Everlyte Ltd and Registrar of Personal Property Securities [2020] AATA 2584 (30 July 2020) K Parker, Member

PERSONAL PROPERTY SECURITIES REGISTER (PPSR) – Applicant registered security interest in collateral (helicopter) – helicopter stolen and sold to other party – other party on-sold helicopter to third party and applied to register financing change statement to end applicant’s interest – meaning of “security interest” – decision affirmed

This case concerned an (unsuccessful) application to the Commonwealth AAT for review of a decision by the registrar of the Personal Property Securities Register (PPSR) to permit registration of a financing change statement that caused the applicant’s registered security over specified collateral to end: Everlyte Ltd and Registrar of Personal Property Securities [2020] AATA 2584 (all paragraph references in this note are to paragraphs in the Tribunal’s reasons).

The collateral was a helicopter (a “Eurocopter model EC120B Colibri”, no less). The applicant (Everlyte) asserted that it was the helicopter’s true owner. It contended that one of its former directors had falsified documents to transfer the helicopter to a new company, which sold it to a third party (Nautilus), which in turn on-sold it. Everlyte alleged the former director’s conduct amounted to theft, and that it remained the helicopter’s true owner.

The helicopter was sold to Nautilus for $450,000 in around May 2014 (with no documented sale agreement). On 31 October 2014, Everlyte registered a financing statement on the PPSR, asserting its security over the helicopter. The financing statement identified the grantor by reference to Nautilus’ ACN.

Nautilus lodged an amendment statement, under s 180(3) of the Personal Property Securities Act 2009 (Cth) (PPSA), seeking to remove (administratively) Everlyte’s registration and stated there was “no collateral described in the registration that secures any obligation (including a payment) owed by a debtor to a secured party”. Everlyte issued a statement of objection to the amendment, asserting that it was the true owner of the helicopter. It submitted that Nautilus ought to have been alerted to several “issues” including the very low sale price and the absence of registration and airworthiness certificates: [17]. Nautilus in turn sought to satisfy the Registrar that its purchase was lawful.

On 7 December 2018, Everlyte applied to VCAT for an injunction “to stop further dealings with the helicopter” and claiming $900,000: [18]. The application was adjourned indefinitely, due to jurisdictional issues.

On 12 December 2018, the registrar removed Everlyte’s registration from the PPSR, by registering a “financing change statement” under s 181(1) of the PPSA.

Everlyte asserted that its registration ought not to have been removed, since it was and continued to be the legal owner of the helicopter.
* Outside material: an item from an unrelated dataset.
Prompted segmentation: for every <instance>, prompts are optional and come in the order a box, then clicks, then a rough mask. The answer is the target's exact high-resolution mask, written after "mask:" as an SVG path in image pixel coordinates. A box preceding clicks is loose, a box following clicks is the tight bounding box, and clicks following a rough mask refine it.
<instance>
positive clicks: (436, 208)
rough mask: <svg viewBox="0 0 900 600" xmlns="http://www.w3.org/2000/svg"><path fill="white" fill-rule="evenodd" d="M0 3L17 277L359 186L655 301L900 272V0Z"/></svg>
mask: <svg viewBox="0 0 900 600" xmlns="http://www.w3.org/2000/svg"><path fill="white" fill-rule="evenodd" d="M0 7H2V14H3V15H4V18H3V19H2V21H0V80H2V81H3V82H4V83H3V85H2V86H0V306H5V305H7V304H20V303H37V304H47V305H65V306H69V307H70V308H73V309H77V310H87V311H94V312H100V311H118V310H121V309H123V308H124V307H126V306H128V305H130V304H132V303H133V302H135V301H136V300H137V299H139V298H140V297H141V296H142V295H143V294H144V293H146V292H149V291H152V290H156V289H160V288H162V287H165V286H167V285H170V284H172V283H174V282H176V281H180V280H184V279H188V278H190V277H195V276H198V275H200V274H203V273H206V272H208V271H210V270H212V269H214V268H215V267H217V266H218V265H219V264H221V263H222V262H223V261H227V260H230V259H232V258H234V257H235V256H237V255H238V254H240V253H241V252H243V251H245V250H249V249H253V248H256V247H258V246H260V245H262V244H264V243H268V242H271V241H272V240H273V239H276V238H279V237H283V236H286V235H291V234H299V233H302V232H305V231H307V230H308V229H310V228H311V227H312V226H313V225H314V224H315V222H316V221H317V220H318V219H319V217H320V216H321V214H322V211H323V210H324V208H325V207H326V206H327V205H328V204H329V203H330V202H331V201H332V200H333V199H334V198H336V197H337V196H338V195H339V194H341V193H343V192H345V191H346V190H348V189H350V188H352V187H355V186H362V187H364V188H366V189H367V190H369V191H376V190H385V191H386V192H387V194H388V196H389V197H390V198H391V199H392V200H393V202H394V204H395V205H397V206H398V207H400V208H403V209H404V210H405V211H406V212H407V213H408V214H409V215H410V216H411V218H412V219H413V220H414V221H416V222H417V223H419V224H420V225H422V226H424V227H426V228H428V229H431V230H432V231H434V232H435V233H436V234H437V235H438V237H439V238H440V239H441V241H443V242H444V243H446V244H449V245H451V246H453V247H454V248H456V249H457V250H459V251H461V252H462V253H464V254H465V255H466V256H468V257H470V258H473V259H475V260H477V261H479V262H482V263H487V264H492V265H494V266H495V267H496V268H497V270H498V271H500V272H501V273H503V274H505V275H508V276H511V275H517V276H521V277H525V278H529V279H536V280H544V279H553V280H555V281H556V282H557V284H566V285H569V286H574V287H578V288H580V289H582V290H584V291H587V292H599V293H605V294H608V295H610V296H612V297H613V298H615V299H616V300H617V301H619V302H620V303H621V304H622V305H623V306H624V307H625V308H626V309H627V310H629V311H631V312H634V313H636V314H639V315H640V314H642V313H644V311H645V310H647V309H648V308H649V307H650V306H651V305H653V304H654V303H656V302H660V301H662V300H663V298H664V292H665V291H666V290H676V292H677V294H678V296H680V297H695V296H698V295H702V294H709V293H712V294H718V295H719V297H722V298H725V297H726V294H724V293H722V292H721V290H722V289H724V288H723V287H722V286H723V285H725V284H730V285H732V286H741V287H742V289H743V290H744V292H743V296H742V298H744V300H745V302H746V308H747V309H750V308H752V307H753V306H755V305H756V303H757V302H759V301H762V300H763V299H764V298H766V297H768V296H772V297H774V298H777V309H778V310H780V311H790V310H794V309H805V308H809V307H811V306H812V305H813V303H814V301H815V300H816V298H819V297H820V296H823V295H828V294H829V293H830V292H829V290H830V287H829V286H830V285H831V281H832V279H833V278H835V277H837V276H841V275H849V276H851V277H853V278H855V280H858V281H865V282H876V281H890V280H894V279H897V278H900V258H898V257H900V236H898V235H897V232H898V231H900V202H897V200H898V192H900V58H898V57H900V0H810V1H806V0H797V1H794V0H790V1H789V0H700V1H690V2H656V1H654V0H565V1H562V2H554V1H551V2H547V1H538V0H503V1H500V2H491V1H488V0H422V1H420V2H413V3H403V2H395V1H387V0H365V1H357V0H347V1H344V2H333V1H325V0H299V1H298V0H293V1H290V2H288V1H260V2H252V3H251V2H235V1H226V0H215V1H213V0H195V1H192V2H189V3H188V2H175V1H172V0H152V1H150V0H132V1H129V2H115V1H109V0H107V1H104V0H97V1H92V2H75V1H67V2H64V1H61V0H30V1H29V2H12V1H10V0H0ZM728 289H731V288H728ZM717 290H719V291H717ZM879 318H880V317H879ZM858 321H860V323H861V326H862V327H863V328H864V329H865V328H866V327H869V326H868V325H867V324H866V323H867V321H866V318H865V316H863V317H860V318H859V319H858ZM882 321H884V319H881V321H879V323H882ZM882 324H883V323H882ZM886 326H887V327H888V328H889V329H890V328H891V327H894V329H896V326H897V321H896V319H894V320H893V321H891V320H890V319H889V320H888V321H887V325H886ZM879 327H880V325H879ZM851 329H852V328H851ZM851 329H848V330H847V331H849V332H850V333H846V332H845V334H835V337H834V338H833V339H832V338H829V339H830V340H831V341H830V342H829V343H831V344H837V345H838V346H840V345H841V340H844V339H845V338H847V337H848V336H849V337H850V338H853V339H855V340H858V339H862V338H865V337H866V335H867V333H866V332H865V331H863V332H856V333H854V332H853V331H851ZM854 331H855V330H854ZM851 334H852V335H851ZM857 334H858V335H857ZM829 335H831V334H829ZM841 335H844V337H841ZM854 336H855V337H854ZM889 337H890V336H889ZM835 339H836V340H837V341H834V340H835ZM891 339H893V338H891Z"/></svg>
The AAT considered several factors, including:

  1. the purpose of the PPSA;
  2. what interests may be registered, and what the PPSR may contain;
  3. what a “security interest” and a “secured party” are;
  4. the relevant process for amendment demands; and
  5. whether in the present circumstances, the relevant criteria were made out, and whether the relevant process should succeed.

It concluded that Everlyte did not hold any security interest in the helicopter. While Everlyte asserted that it was the true owner, the AAT found (as the registrar has contended), that Everlyte had not established that it held a security interest in the helicopter. Accordingly, the statement of objection failed.

Somewhat counter-intuitively, the registrar contended that there could not be a “suspicion on reasonable grounds” that the amendment statement was not authorised and that “this is true even if the collateral described in the Applicant’s registration is theirs and has been stolen from them”: [71]. Indeed, s 3 of the PPSA (and the definition of “security interest” in s 12) specifies that the existence of a security interest is not affected by “the identity of the person who has title to the property”. A mere equitable interest is not enough to establish a “security interest”. Rather, Everlyte was required to “point to some type of consensual transaction which took place between Everlyte Ltd and a third party, by which the Helicopter secures payment or the performance of an obligation by the third party to Everlyte Ltd’s benefit”: [74].

Disputed dealings were not adequate to establish a security interest: [79].[1] While Everlyte may have had a claim against various parties, that was insufficient for a finding it had a “security interest” in the helicopter.

Accordingly, the application was unsuccessful, and the Registrar’s decision was upheld.